En hommage à Edward Yang récemment disparu, j'ai retrouvé ce texte écrit à l'époque de la sortie du film, pour l'émission de radio que j'animais alors :
Yi, ça veut dire «1» en taïwanais. Et Yi-yi veut dire « individuellement » ou «1 + 1». Beaucoup de choses dans le film d'Edward Yang, qui a reçu le prix de la mise en scène à Cannes, renvoient à ce motif de la répétition. Les personnages s'appellent Ting-ting, Min-min, Yang-yang ou Yum-yum. Ne riez pas, il y en a bien qui s'appellent Roger. Vous me direz : « Quel est le rapport ? », je n'en sais rien.
Yi-yi est un film taïwanais et le quatrième de son auteur. Mais les trois précédents sont plutôt mal sortis quand ils ne sont pas restés complètement inédits chez nous. C'est fort dommage à découvrir Yi-Yi, une oeuvre ample, près de trois heures de film et des dizaines de personnages, et forte.

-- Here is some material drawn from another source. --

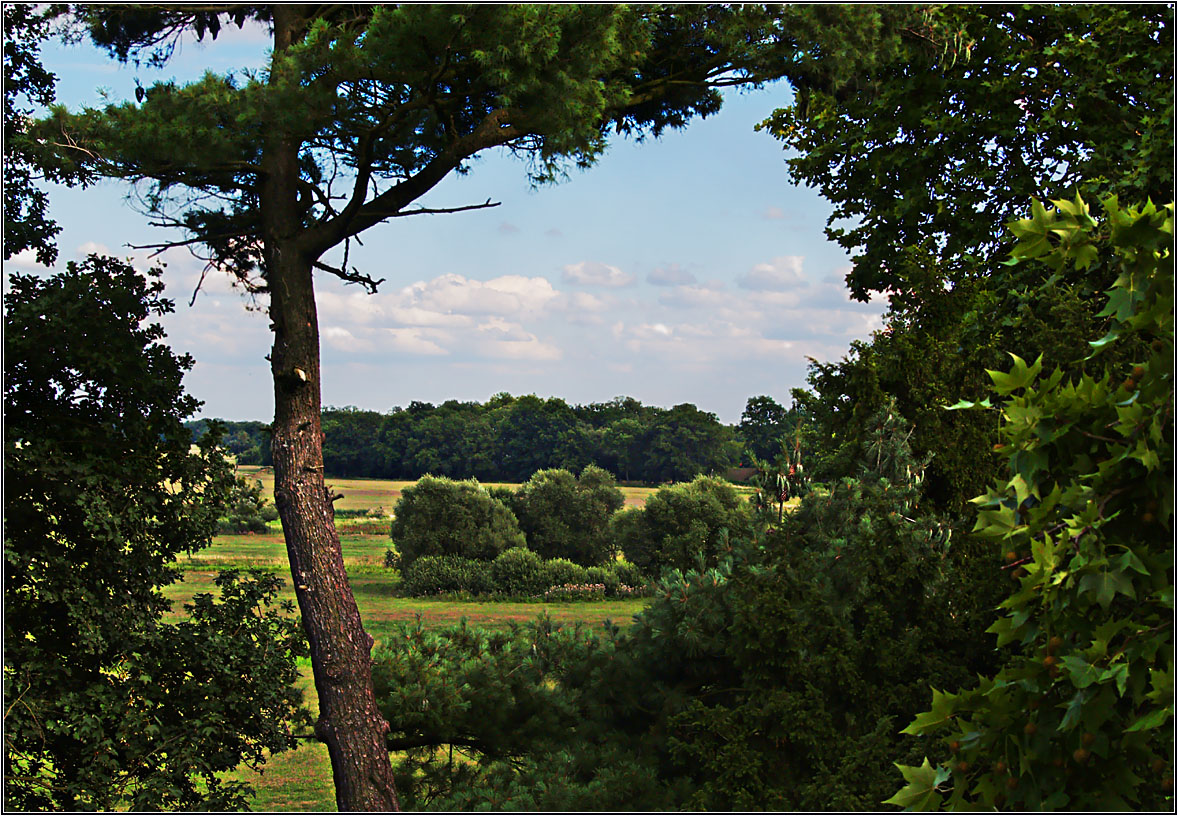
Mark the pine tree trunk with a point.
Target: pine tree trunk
(350, 723)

C'est l'histoire d'une famille, ou plutôt de chacun des membres d'une famille sur une période d'environ six mois. C'est surtout une réflexion sur la vie et ses différents âges : enfance, adolescence, âge mûr et vieillesse. Une réflexion qui débouche sur un constat plutôt amer. NJ, le père, a l'occasion de revivre l'amour de sa jeunesse et peut être de tout recommencer. Pourtant, il l'avouera peu après à sa femme, il ne saisira pas cette seconde chance et poursuivra sa vie ordinaire. « Pourquoi je refais toujours les mêmes erreurs » dit un personnage. Visiblement, ce que l'on apprend avec ce que l'on appelle l'expérience, c'est que l'on apprend rien. Encore plus, on est bien incapable de transmettre cette connaissance ténue. Je parlais de motifs de répétition, de parallélismes dans le film. Au moment ou NJ s'offre une escapade japonaise avec son premier amour, sa fille, adolescente timide, vit une expérience similaire avec un jeune garçon quelque peu perturbé, et qui s'achèvera sur le même échec.

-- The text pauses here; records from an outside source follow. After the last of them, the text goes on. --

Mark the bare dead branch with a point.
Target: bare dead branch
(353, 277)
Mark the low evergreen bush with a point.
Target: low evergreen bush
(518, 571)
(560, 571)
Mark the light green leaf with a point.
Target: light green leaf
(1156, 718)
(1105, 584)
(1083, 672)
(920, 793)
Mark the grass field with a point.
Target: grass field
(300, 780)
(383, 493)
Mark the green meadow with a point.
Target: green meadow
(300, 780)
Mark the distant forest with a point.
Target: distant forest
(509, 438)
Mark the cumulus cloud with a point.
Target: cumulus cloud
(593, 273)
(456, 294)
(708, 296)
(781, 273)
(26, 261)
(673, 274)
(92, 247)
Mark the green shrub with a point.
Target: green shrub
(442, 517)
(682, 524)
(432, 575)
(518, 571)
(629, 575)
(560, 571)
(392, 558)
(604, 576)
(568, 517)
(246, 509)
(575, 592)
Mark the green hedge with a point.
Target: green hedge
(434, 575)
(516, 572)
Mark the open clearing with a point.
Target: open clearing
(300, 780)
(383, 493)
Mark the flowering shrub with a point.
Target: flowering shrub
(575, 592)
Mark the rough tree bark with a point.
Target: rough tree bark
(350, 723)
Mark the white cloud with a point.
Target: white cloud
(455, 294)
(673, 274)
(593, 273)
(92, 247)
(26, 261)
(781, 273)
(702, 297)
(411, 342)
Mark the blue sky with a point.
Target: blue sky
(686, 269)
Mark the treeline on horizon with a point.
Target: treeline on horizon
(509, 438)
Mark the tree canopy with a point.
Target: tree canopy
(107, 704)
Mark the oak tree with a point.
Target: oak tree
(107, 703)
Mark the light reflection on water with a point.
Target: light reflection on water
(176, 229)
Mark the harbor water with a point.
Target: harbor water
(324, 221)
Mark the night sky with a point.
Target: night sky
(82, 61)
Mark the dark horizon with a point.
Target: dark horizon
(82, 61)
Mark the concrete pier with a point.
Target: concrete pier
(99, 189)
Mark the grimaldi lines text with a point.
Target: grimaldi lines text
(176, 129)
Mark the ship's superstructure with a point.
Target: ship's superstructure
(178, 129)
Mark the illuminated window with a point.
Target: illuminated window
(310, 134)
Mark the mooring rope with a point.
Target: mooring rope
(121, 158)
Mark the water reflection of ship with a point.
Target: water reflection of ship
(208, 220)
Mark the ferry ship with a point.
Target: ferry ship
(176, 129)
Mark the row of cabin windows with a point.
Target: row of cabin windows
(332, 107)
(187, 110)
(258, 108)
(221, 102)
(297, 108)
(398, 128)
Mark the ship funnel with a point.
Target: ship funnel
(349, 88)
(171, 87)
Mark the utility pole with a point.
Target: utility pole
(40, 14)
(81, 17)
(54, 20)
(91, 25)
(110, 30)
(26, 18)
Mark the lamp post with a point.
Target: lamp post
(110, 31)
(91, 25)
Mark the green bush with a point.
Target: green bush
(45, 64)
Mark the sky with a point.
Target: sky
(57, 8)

Le constat d'une vie où l'on fait ce que l'on peut, la femme de NJ lui expliquera dans une scène émouvante, mais il sera même incapable de la réconforter. Il devait, à son tour, faire sa propre expérience.
Si j'ai été sensible à ce thème, ce n'est pas le seul et ce n'est pas la seule tonalité du film. Le fils de NJ, c'est Yang-yang, un petit garçon joué de façon assez extraordinaire par Jonathan Chang. NJ veut intéresser son fils à la photographie et l'enfant décide de s'en servir pour montrer aux gens ce qu'ils ne peuvent pas voir. Métaphore du cinéma certes, Yang-yang va donc photographier les nuques des gens pour leur révéler leur face cachée. Et ainsi, il leur rend leur unicité. Face visible / Face cachée, 1 + 1. Le pouvoir de l'image et du cinéma, encore une belle idée. Et puis le film est drôle. Pas toujours, le premier déclencheur est quand même la grand-mère qui fait une attaque et reste dans le coma. Mais le film possède l'humour du quotidien que l'on trouve chez des réalisateurs comme Ozu ou Kitano. Les scènes de l'école par exemple sont franchement hilarantes, comme le personnage du beau-frère (enfin, jusqu'à sa tentative de suicide !). Le rire, les larmes, l'amour, la mort, le mariage, les compromis, les rêves, la spiritualité, Yi-yi est un grand film sur l'humanité, une tranche de vie à Taïwan en 2000 qui touche à l'universel. Une tranche de vie, que Hitchcock m'excuse, qui vaut bien des tranches de gâteaux.